Your residency application, submitted electronically through the Electronic Residency Application Service (ERAS®), provides information about you to programs that helps them decide if you could be a potential fit and whether a personal interview will be granted. Application requirements will vary from program to program, so it is critical that you verify the contents before you submit. The application consists of four parts:
- Letters of Reference
- (CV) Curriculum Vitae
- Personal Statement
- Medical School Performance Evaluation
Letters of Reference
Programs can ask for a combination of personal and professional letters of recommendation. These letters can provide valuable details and characteristics that can help you stand out among the many applicants. They can also provide details about your academic and clinical strengths, and personal character.
If you are an IMG, it is preferable to secure letters of recommendations from U.S. medical professionals where possible.
(CV) Curriculum Vitae
Your CV should detail your educational and professional accomplishments, including contact information, education, internships and observerships, research, association memberships and other professional experiences. Content should be organized in reverse chronological order, with the most recent activities at the top. You can optionally include information about your hobbies and activities to provide a well-rounded view of you as a person and provide additional examples of leadership and other qualities.
When you draft your CV, think about what the residency program is looking for in a candidate and write your descriptions to try and fit those needs. Make sure your CV is error-free, so proofread carefully.
The Personal Statement is your chance to tell the residency selection committee why you are a good candidate for their program. It should complement your CV, and not repeat the same information or provide just biographical details. It should be both clearly written and engaging.
Your personal statement should explain why you are unique as a candidate and why you are prepared and committed to pursuing a career in your chosen specialty. It should tell why you selected your specialty and what your career goals are.
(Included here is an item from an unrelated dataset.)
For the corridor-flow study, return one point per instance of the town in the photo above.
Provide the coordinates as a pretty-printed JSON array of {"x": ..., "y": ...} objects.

It should also outline why you think you are a good fit for a particular program, and what you think you could bring to the program if you were accepted.
A good personal statement can give you the extra edge to get the interview. Start early to give yourself plenty of time to craft a well-written and personal overview. Be sure to schedule additional time for review.
Medical School Performance Evaluation
Also called the Dean’s Letter, the Medical School Performance Evaluation (MSPE) provides a summary assessment of your academic progress in medical school. MSPEs are released to residency programs on October 1 of each year. Every medical school will have a different format for the letter and evaluating your progress. Some involve a personal meeting with the dean or a staff member, so personal information can be included as well.
Timing and follow-up
Ideally, applications should be submitted when ERAS opens up on September 15, or by October 1, at the latest.
Submitted documents are sent by ERAS electronically to as many programs as the applicant chooses. Programs evaluate applications and determine which applicants they want to interview during November, December and January.
Once you hit submit, the process is not over. Following up appropriately can be the difference that gets you the interview. Stay in touch with the program coordinators, affirming your interest. Even if you’re not selected initially for an interview, a phone call or an email might get you a canceled slot. Be thoughtful as you follow up. You want to keep in touch but not be seen as a nuisance.